From the Wisconsin Democratic Debate, in a response to whether or not he felt responsible for the war and its casualties:

KERRY: And I know what it's like when you lose the consent and the legitimacy of that war. And that is why I said specifically on the floor of the Senate that what I was voting for was the process the president promised.

There was a right way to do this and there was a wrong way to do it. And the president chose the wrong way because he turned his back on his own pledge to build a legitimate international coalition, to exhaust the remedies of the United Nations in the inspections and to go to war as a matter of last resort.

<snip>...And later, in the same torturuous exchange:

KERRY: He didn't do it. My regret is not the vote. It was appropriate to stand up to Saddam Hussein. There was a right way to do it, a wrong way to do it.

My regret is this president chose the wrong way, rushed to war, is now spending billions of American taxpayers' dollars that we didn't need to spend this way had he built a legitimate coalition, and has put our troops at greater risk.

<snip>

He used the right way and wrong way phrase, quite a bit during both the Democratic primaries, and the general election.

It's worth going back to the transcript and reading his entire, labored answer to the question. Compare Kerry's answer to Kucinich's comments on a similar question later in the debate:

BORGER: This is to Congressman Kucinich.

President Bush last week said that yes, he had expected to find weapons of mass destruction in Iraq, that he was using the same intelligence that had been provided to President Clinton, also the same intelligence that had been used by the heads of other nations.

Do you believe that the president knowingly lied to the American people? And if so, why would he do that?

KUCINICH: I think that this administration knew full well that Iraq had nothing to do with 9/11, with Al Qaida's role in 9/11, with the anthrax attack on this country, that Iraq had neither the capability nor the intention of attacking the United States, that Iraq was not trying to get uranium from Niger and that, in fact, Iraq did not have weapons of mass destruction.

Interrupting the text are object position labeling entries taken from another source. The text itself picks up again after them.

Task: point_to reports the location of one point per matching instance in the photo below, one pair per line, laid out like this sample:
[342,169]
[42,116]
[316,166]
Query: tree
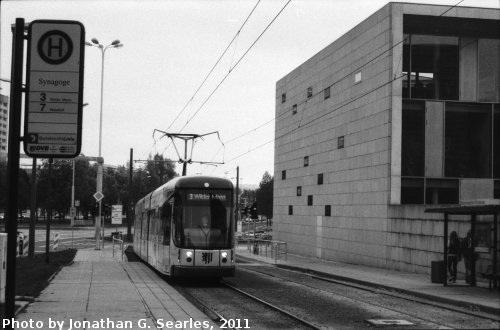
[23,188]
[264,196]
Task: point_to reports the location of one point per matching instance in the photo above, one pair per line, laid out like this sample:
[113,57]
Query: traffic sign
[54,83]
[98,196]
[116,214]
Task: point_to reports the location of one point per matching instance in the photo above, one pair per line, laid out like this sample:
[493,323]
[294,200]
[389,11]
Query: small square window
[328,210]
[309,92]
[340,142]
[357,77]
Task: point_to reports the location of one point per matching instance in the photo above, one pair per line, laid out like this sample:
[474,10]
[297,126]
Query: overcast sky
[170,47]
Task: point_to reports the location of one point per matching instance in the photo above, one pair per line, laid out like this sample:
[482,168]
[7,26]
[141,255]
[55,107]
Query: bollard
[21,246]
[55,245]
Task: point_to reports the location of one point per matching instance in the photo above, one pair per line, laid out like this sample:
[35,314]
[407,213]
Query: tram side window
[153,223]
[144,224]
[165,217]
[177,221]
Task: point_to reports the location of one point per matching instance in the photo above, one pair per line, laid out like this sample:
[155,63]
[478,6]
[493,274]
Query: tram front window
[206,222]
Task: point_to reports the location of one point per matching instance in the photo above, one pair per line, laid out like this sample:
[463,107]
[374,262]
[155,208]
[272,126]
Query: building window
[441,191]
[340,142]
[488,70]
[412,191]
[357,77]
[327,93]
[413,138]
[496,142]
[468,140]
[430,67]
[429,191]
[328,210]
[309,92]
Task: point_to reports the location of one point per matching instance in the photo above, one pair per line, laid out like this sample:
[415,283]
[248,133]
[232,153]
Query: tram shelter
[475,209]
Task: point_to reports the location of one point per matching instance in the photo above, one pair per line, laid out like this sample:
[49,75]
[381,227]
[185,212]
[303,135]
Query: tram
[185,228]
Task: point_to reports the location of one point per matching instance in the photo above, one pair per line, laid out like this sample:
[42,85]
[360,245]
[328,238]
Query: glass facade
[450,110]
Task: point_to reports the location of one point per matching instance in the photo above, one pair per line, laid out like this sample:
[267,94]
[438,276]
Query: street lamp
[114,44]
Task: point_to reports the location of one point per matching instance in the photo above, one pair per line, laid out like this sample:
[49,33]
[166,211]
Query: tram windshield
[203,220]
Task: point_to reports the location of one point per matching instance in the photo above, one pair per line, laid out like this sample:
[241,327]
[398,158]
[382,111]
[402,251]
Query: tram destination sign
[54,89]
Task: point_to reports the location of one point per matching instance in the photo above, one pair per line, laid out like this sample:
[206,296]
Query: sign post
[54,84]
[116,215]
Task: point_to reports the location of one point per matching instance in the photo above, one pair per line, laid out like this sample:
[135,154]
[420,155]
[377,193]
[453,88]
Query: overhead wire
[215,65]
[321,91]
[236,64]
[211,70]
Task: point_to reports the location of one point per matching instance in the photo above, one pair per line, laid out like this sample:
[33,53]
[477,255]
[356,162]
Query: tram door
[164,236]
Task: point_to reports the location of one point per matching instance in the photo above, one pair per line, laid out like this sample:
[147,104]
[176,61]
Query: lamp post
[114,44]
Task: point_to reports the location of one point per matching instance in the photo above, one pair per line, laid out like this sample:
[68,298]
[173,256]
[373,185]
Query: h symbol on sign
[59,47]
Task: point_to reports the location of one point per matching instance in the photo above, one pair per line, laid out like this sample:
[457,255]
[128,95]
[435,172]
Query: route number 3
[43,97]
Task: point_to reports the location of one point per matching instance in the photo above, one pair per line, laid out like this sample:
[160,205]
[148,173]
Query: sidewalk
[116,295]
[417,285]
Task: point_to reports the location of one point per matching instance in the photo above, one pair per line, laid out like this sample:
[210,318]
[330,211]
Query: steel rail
[381,291]
[307,323]
[210,312]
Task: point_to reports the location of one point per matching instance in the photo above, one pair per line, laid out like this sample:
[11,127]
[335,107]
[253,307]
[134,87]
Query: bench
[491,277]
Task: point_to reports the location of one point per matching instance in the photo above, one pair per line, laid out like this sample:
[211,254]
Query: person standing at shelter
[453,256]
[467,250]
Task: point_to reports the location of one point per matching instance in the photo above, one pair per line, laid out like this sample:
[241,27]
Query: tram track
[383,291]
[373,291]
[259,314]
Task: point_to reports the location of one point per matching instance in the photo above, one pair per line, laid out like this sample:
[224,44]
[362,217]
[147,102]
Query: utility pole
[130,201]
[31,236]
[13,164]
[237,193]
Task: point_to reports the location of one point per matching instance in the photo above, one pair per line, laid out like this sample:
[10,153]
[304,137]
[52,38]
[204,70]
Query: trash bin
[116,234]
[255,248]
[437,272]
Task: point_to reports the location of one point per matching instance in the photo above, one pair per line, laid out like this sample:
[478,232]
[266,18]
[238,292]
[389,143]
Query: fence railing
[276,250]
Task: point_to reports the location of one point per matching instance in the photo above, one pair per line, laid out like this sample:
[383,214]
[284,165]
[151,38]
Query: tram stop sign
[54,83]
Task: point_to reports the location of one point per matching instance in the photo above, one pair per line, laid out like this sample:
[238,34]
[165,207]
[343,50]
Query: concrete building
[399,114]
[4,125]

This is the singular issue upon which this election will turn. And I, as the only one up here who voted against the war and voted against the Patriot Act, as the ranking Democrat on a subcommittee that has jurisdiction over national security, an investigative subcommittee, I never saw any evidence that suggested that there was a reason for this country to go to war against Iraq.

It was wrong to go to in it's wrong to stay in it is time that we start talking about bringing our troops home, bringing those guardsmen, guardswomen, those reservists back home. Stop this war get out of Iraq.

BORGER: So I take it the answer is yes that the president knowingly lied to the American people?

KUCINICH: The president lied to the American people.

<snip>

"The President lied to the American People." Rather refreshing, isn't it? I guess as one of the "vanity" candidates, Kucinich can get away with saying that, but I'll take the truth over the vanity of personal ambition anyday.

It's ironic, in that if the war were going well, we wouldn't be having this debate, yet the justifications for it, and the war itself would remain just as wrong. When the Kerrys, Clintons, and McCains can start admitting that, then they may earn some respect, but I won't be holding my breath waiting.